Carlos Santander

Personal information
- Full name: Carlos Santander
- National team: Venezuela
- Born: 25 May 1975 (age 51) Caracas, Distrito Federal, Venezuela

Sport
- Sport: Swimming
- Strokes: Freestyle
- Club: Fort Lauderdale Swim Team (U.S.)
- College team: North Carolina State University (U.S.)
- Coach: Beth Harrell (U.S.)

= Carlos Santander =

Venezuelan swimmer

Carlos Santander (born May 25, 1975) is a Venezuelan former swimmer, who specialized in sprint and middle-distance freestyle events. He represented Venezuela in two editions of the Olympic Games (1996 and 2000), and also swam for the Fort Lauderdale Swim Team in Florida, while residing in the United States. During his college career, Santander trained for the NC State Wolfpack swimming and diving team, under head coach Beth Harrell, at North Carolina State University in Raleigh, North Carolina.

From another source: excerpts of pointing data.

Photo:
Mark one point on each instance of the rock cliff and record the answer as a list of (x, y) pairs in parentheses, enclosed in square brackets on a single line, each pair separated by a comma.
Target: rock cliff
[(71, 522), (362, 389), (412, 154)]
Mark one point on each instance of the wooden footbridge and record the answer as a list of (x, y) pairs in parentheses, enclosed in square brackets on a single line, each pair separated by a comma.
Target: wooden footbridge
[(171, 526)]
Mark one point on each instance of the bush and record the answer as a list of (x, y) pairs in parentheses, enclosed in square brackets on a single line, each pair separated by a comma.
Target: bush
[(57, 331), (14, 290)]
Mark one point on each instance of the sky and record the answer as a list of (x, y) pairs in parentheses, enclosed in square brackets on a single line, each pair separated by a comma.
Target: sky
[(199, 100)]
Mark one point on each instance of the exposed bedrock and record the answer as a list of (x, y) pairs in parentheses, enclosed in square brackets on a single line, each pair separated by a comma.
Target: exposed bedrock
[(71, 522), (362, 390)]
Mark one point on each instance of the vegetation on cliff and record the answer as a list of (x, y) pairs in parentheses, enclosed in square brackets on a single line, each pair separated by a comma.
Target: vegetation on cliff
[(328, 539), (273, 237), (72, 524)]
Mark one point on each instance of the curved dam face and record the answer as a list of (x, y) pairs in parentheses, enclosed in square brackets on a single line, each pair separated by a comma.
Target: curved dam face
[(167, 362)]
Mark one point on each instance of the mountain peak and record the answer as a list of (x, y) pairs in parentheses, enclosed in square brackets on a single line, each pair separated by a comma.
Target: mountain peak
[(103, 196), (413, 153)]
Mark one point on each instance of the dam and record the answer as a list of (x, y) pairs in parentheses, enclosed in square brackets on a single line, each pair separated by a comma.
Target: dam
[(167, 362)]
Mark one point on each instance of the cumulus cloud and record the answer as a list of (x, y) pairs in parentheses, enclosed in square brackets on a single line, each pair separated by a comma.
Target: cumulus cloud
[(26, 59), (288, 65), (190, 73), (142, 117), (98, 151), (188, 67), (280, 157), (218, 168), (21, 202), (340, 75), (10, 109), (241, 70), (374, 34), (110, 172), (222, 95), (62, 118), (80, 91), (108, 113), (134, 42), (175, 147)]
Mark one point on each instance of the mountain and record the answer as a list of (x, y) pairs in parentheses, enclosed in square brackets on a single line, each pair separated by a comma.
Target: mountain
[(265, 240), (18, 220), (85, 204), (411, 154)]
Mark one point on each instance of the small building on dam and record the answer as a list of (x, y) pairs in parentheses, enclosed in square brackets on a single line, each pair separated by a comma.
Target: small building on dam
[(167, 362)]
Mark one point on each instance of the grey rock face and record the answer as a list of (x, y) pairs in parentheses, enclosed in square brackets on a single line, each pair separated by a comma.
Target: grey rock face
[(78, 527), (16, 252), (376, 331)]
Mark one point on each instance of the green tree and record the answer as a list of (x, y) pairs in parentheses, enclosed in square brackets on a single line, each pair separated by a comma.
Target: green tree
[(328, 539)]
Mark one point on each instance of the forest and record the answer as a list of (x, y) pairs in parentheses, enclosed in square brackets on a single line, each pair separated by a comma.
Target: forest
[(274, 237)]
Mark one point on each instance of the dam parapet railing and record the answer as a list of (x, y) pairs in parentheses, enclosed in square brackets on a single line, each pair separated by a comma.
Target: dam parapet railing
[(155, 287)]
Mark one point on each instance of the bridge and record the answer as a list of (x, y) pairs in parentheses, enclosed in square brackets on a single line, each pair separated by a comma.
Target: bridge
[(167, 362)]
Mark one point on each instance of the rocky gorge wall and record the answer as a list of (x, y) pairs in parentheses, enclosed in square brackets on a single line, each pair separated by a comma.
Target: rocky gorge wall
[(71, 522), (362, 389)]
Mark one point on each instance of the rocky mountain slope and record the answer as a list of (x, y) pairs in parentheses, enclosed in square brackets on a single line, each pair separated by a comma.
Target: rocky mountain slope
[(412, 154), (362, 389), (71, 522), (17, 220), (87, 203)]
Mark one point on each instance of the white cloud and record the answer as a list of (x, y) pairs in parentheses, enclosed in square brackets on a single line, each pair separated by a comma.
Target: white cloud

Santander made his Olympic debut at the 1996 Summer Olympics in Atlanta. There, he failed to reach the top 16 final in the 200 m freestyle, finishing in twenty-seventh place at 1:53.13. A member of the Venezuelan team, he also placed thirteenth in the 4 × 100 m freestyle relay (3:23.04), and eleventh in the 4 × 200 m freestyle relay (7:32.63).

At the 2000 Summer Olympics in Sydney, Santander competed for the Venezuelan squad in the men's 4 × 100 m freestyle relay. Teaming with Oswaldo Quevedo, Francisco Páez, and Francisco Sánchez in heat two, Santander swam the lead-off leg and recorded a split of 51.28, but the Venezuelans finished the race in seventh place and seventeenth overall in a final time of 3:24.64.